Determine the forward-biased B-E voltage required to achieve a recombination factor equal to \delta=0.9967.
Consider an npn bipolar transistor at T=300 \mathrm{~K}. Assume that J_{r 0}=10^{-8} \mathrm{~A} / \mathrm{cm}^{2} and that J_{s 0}=10^{-11} \mathrm{~A} / \mathrm{cm}^{2} .

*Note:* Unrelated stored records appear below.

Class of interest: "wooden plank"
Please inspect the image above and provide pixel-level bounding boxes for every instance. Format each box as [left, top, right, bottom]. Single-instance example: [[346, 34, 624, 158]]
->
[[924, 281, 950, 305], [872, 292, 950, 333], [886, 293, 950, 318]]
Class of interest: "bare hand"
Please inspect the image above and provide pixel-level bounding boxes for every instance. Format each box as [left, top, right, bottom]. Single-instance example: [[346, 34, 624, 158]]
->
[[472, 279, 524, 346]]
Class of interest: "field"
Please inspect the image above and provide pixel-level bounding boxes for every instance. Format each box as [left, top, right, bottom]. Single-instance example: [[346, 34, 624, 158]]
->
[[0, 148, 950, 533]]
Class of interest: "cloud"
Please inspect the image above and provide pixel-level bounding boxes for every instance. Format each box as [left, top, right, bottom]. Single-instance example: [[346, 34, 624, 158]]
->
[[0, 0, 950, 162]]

The recombination factor, from Equation (12.44), is
\delta=\frac{1}{1+\frac{J_{r 0}}{J_{s 0}} \exp \left(\frac{-e V_{B E}}{2 k T}\right)} (12.44)
We then have
0.9967=\frac{1}{1+\frac{10^{-8}}{10^{-11}} \exp \left(\frac{-e V_{B E}}{2 k T}\right)}
We can rearrange this equation and write
\exp \left(\frac{+e V_{B E}}{2 k T}\right)=\frac{0.9967 \times 10^{3}}{1-0.9967}=3.02 \times 10^{5}
Then
V_{B E}=2(0.0259) \ln \left(3.02 \times 10^{5}\right)=0.654 \mathrm{~V}
Comment
This example demonstrates that the recombination factor may be an important limiting factor in the bipolar current gain. In this example, if V_{B E} is smaller than 0.654 \mathrm{~V}, then the recombination factor \delta will fall below the desired 0.9967 value.